Reinforcement Learning¶
Bandit tasks are used to study human reinforcement learning behavior. Here, we will implement a simple two-armed bandit task. We then run the same task on a language model specifically trained on tasks like these (centaur) and compare the results.
Two-Armed Bandit Task¶
Imports¶
from sweetbean import Block, Experiment
from sweetbean.stimulus import Bandit, Text
from sweetbean.variable import (
DataVariable,
FunctionVariable,
SharedVariable,
SideEffect,
TimelineVariable,
)
Timeline¶
Here, we slowly change the values of bandit_1
10 to 0 and for bandit_2
in reverse order from 0 to 10.
timeline = []
for i in range(11):
timeline.append(
{
"bandit_1": {"color": "orange", "value": 10 - i},
"bandit_2": {"color": "blue", "value": i},
}
)
Implementation¶
We also keep track of the score with a shared variable to present it between the bandit tasks.
bandit_1 = TimelineVariable("bandit_1")
bandit_2 = TimelineVariable("bandit_2")
score = SharedVariable("score", 0)
value = DataVariable("value", 0)
update_score = FunctionVariable(
"update_score", lambda sc, val: sc + val, [score, value]
)
update_score_side_effect = SideEffect(score, update_score)
bandit_task = Bandit(
bandits=[bandit_1, bandit_2],
side_effects=[update_score_side_effect],
)
score_text = FunctionVariable("score_text", lambda sc: f"Score: {sc}", [score])
show_score = Text(duration=2000, text=score_text)
trial_sequence = Block([bandit_task, show_score], timeline=timeline)
experiment = Experiment([trial_sequence])
Export the experiment to a html file and run it in the browser.
experiment.to_html("bandit.html", path_local_download="bandit.json")
Results¶
After running bandit.html, there should be a file called bandit.json
in the download directory. You can open the file in your browser to see the results. First, we process it so that it only contains relevant data:
import json
from sweetbean.data import process_js, get_n_responses, until_response
with open("bandit.json") as f:
data_raw = json.load(f)
data = process_js(data_raw)
We can now get the number of times a response was made and get the data until before the third response:
n_responses = get_n_responses(data)
data_third_response = until_response(data, 3)

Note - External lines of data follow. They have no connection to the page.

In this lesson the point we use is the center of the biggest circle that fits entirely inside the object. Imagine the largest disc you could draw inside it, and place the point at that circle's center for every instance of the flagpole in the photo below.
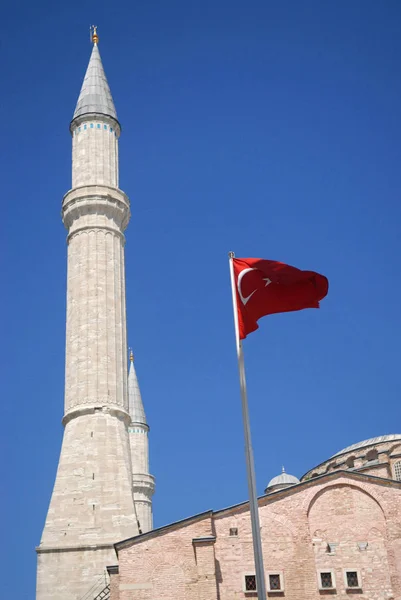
(250, 466)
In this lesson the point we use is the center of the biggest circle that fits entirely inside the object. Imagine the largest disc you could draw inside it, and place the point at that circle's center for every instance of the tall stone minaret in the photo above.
(92, 504)
(143, 484)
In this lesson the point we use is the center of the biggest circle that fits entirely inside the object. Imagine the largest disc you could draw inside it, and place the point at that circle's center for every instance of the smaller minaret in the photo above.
(143, 484)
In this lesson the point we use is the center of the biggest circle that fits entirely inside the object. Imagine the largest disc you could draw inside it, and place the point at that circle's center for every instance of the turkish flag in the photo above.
(265, 287)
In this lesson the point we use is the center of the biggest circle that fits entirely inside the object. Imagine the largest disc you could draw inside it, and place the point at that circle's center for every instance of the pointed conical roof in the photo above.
(95, 96)
(136, 409)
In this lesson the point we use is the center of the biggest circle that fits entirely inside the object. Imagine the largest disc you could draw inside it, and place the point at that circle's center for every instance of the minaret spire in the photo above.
(143, 484)
(92, 505)
(95, 96)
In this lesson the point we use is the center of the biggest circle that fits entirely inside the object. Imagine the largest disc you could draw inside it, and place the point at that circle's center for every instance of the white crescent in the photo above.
(240, 276)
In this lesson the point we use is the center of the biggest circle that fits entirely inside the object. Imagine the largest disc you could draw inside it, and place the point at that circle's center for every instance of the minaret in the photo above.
(143, 484)
(92, 504)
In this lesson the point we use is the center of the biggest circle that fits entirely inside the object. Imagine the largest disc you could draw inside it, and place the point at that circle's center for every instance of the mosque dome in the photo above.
(281, 481)
(370, 442)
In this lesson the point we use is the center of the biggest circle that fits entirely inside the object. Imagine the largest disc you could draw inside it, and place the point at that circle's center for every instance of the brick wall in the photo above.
(359, 518)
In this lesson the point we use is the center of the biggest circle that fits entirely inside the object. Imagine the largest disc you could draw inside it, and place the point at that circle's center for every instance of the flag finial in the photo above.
(93, 34)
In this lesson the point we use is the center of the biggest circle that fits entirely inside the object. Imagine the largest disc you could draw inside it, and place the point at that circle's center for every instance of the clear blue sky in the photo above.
(268, 128)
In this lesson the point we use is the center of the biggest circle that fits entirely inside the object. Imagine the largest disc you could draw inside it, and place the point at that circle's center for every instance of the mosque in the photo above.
(335, 531)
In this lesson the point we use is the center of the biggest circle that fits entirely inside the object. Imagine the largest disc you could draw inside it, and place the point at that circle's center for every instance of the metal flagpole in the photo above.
(253, 501)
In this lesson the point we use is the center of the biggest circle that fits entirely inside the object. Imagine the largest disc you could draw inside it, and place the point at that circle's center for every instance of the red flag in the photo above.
(265, 287)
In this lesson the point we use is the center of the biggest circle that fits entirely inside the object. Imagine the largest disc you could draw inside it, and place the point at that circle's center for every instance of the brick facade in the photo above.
(332, 523)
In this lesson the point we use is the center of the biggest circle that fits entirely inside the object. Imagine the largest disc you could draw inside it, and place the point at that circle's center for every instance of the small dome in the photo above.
(370, 442)
(281, 481)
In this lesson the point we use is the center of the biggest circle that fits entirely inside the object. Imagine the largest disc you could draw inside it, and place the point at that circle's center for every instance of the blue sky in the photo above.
(267, 128)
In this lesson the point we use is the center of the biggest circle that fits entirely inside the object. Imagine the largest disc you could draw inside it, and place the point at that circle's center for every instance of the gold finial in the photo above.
(94, 35)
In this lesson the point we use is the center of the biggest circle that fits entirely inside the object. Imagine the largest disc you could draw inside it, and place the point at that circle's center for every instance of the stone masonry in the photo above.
(92, 505)
(331, 524)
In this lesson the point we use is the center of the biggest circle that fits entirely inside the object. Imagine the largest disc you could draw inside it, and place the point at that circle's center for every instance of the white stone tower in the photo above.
(143, 484)
(92, 504)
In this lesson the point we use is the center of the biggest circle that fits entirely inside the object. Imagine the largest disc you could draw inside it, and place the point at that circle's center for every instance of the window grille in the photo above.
(250, 583)
(326, 580)
(274, 582)
(397, 470)
(352, 579)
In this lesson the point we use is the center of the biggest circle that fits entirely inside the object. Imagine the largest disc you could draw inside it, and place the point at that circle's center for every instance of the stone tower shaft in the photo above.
(143, 484)
(92, 504)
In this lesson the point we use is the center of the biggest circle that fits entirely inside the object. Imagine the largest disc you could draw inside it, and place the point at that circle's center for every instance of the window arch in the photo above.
(372, 455)
(350, 462)
(397, 470)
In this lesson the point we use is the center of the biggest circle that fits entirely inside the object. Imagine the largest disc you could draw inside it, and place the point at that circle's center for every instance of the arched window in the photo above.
(372, 455)
(350, 462)
(397, 470)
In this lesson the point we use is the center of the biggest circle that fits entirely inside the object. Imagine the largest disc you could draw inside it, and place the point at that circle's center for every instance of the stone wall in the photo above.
(331, 525)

Experiment on language model¶
With the partial data, we can now run the experiment up to that point and then run the rest of the experiment on language input. To test this, we run it manually:
data_input, _ = experiment.run_on_language(input, data=data_third_response)
print(data_input)
Instead of running the experiment manually, we can also use a large language model. In this case, we use centaur. This model has been trained on similar tasks as the two-armed bandit task. We can use the model to predict the next response and then run the experiment on the model. We can then compare the results with the actual data.
First, we need to install unsloth
!pip install unsloth "xformers==0.0.28.post2"
Then, we load the model:
from unsloth import FastLanguageModel
import transformers
model, tokenizer = FastLanguageModel.from_pretrained(
model_name = "marcelbinz/Llama-3.1-Centaur-8B-adapter",
max_seq_length = 32768,
dtype = None,
load_in_4bit = True,
)
FastLanguageModel.for_inference(model)
pipe = transformers.pipeline(
"text-generation",
model=model,
tokenizer=tokenizer,
trust_remote_code=True,
pad_token_id=0,
do_sample=True,
temperature=1.0,
max_new_tokens=1,
)
Finally, we create a function to pass into the experiment:
def generate(prompt):
return pipe(prompt)[0]['generated_text'][len(prompt):]
We can use this to run the full experiment:
data_centaur_full = experiment.run_on_language(generate)
Or we can run the experiment from the third response
data_centaur_partial = experiment.run_on_language(generate, data=data_third_response)
# Print the data:
print(data_centaur_full)
print(data_centaur_partial)
print(data)
Comparison¶
We can compare the results of the actual data with the data from the language model. For example, we can compare the number overall scores reached by humans and the language model:
score_human = sum([d["value"] for d in data])
score_centaur = sum([d["value"] for d in data_centaur_full])
print(f"Score human: {score_human}")
print(f"Score centaur: {score_centaur}")
Conclusion¶
This notebook demonstrates how to run a simple bandit task via a website or a language model. The results can, for example, be compared to analyse the language model or can be used in fine-tuning the model.
SweetBean is also integrated in AutoRa, a platform for running the same experiments automatically via prolific. This allows for automatic data collection and analysis while using large language models either for prototyping, in finding good experimental design or for automatic fine-tuning.